La négativité propre à cette mise en récit de l’hypermarché est toujours d’actualité dans les œuvres romanesques françaises plus récentes, où le commerce de détail à grande surface apparaît toujours comme un cadre idéal pour la représentation de drames et de catastrophes. En voici trois exemples. En 2009, Christophe Rioux fait paraître un roman intitulé Tête de gondole, lequel met en scène un employé d’hypermarché obsédé par ses devoirs commerciaux et les objectifs de productivité qui s’y rattachent. Ce dernier finit par passer ses jours et ses nuits sur son lieu de travail, jusqu’à ce qu’une charmante voleuse s’y introduise par effraction et remette en question ses « ambitions » professionnelles. En 2011, Laurent Mauvigner signe Ce que j’appelle oubli, court récit de 55 pages tenant en une seule et longue phrase : l’histoire commence dans une allée d’hypermarché où un itinérant se décapsule une bière non payée, geste qui lui vaudra d’être battu à mort dans l’entrepôt du magasin par les vigiles l’ayant surpris.
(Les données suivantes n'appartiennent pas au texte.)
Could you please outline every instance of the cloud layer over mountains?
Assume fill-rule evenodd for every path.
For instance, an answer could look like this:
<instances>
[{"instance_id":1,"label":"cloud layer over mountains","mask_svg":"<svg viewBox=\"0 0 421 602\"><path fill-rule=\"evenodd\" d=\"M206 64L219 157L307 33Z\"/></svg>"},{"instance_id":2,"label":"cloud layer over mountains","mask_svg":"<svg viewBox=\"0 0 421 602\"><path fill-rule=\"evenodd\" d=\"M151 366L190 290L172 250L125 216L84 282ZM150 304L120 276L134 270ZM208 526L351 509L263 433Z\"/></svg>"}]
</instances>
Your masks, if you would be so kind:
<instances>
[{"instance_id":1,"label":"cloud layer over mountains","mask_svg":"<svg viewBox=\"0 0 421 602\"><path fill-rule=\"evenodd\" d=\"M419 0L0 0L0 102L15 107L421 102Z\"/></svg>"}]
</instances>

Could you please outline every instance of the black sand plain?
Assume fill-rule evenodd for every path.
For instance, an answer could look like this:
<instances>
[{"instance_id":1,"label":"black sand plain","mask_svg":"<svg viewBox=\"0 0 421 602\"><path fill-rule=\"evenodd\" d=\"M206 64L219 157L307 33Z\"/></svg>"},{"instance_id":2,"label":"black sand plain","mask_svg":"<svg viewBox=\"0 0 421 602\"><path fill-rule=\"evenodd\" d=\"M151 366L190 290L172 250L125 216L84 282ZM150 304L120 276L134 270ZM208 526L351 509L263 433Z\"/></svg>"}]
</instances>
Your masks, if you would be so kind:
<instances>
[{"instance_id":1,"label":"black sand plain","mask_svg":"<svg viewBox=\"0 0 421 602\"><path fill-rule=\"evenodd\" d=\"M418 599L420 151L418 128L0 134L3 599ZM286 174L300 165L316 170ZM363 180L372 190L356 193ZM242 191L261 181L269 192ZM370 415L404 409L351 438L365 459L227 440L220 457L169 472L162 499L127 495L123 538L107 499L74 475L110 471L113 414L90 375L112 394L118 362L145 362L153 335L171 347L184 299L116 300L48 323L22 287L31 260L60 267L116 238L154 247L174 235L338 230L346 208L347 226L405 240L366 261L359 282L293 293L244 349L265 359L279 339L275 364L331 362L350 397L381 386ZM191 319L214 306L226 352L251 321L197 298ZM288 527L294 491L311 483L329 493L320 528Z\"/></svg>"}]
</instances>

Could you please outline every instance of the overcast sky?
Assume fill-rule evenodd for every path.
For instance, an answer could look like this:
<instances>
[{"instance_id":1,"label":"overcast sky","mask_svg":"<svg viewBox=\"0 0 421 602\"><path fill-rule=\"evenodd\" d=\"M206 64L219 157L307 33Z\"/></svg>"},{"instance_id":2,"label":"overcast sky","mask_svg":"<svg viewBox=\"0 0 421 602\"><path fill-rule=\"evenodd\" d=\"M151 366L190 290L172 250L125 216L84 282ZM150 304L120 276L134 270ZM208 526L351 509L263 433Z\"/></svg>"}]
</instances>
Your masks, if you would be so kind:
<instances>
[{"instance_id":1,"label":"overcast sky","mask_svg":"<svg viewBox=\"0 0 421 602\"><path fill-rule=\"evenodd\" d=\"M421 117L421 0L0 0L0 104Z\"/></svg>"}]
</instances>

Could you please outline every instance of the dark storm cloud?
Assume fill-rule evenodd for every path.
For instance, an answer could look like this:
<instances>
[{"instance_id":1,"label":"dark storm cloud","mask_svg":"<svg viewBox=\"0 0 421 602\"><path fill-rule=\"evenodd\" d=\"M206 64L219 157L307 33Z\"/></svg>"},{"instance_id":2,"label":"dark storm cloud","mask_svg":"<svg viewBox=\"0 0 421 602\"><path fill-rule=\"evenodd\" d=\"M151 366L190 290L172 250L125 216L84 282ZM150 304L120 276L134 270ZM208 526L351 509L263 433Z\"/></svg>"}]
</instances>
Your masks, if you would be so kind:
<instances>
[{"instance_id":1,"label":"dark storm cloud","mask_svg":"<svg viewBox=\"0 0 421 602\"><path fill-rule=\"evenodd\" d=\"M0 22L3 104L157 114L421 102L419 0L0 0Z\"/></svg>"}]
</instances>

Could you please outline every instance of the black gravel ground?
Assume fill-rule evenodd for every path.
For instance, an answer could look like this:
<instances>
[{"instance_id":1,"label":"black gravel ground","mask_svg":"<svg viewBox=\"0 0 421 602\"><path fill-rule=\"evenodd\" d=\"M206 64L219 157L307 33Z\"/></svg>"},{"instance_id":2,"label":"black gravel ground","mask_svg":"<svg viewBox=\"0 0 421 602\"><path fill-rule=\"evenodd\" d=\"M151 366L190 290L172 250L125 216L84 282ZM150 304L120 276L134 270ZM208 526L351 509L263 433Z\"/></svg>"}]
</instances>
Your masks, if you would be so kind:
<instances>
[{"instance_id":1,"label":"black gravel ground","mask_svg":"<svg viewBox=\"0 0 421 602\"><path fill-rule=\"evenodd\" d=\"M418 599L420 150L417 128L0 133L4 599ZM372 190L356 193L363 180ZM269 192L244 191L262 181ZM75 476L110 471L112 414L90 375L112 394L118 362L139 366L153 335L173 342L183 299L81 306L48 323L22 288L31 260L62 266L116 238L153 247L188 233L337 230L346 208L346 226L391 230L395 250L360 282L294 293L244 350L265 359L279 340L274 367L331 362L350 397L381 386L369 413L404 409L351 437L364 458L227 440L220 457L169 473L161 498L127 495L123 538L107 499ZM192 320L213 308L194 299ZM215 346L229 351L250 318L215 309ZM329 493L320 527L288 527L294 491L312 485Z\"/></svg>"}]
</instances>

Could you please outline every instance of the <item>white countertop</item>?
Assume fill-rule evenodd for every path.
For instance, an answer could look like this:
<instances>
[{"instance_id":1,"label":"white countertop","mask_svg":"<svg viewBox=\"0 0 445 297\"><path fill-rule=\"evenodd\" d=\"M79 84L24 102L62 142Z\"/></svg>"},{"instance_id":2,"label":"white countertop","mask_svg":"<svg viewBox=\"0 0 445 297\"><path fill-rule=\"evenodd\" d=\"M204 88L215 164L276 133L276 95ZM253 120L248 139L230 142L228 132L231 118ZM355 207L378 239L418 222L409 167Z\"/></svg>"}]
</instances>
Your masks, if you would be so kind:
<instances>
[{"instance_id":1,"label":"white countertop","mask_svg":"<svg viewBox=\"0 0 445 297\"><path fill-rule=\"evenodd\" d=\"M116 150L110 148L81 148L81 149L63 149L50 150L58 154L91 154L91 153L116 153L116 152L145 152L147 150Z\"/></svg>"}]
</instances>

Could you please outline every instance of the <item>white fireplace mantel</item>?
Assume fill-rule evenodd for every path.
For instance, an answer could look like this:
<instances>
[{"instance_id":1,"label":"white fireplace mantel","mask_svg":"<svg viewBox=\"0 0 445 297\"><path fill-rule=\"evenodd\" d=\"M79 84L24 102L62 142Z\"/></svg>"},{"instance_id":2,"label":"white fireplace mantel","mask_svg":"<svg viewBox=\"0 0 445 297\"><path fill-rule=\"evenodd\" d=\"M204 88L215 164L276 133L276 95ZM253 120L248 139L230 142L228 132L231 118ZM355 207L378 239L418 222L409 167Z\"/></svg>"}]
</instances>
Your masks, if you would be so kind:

Enfin, toujours en 2011, Alexis Jenny introduit une scène d’hypermarché particulièrement réussie au début de son roman L’art français de la guerre : le narrateur, environné par une foule bourrue, déambule dans les allées et est stupéfié par l’aspect chirurgical et aseptisé des viandes qui, telles qu’elles sont coupées et emballées, déréalisent les animaux dont elles proviennent. Ces chairs empaquetées le plongent dans une stupeur métaphysique que sa conjointe, de toute évidence, ne partage pas : ce sera la dernière mésentente avant leur rupture.

Chez ces écrivains, le traitement littéraire de l’hypermarché permet des développements sur l’aliénation, la brutalisation des sociétés et les désordres conjugaux. Notons au passage que chez Rioux et Mauvigner, où l’hypermarché est le cadre de vols, le caractère « criminel » de ces actes est fortement relativisé : les deux auteurs insistent chacun à leur manière sur la cruelle disproportion qu’on peut observer entre l’odieuse abondance des marchandises qui s’étalent à perte de vue dans les hypermarchés et la misère d’individus dans le besoin.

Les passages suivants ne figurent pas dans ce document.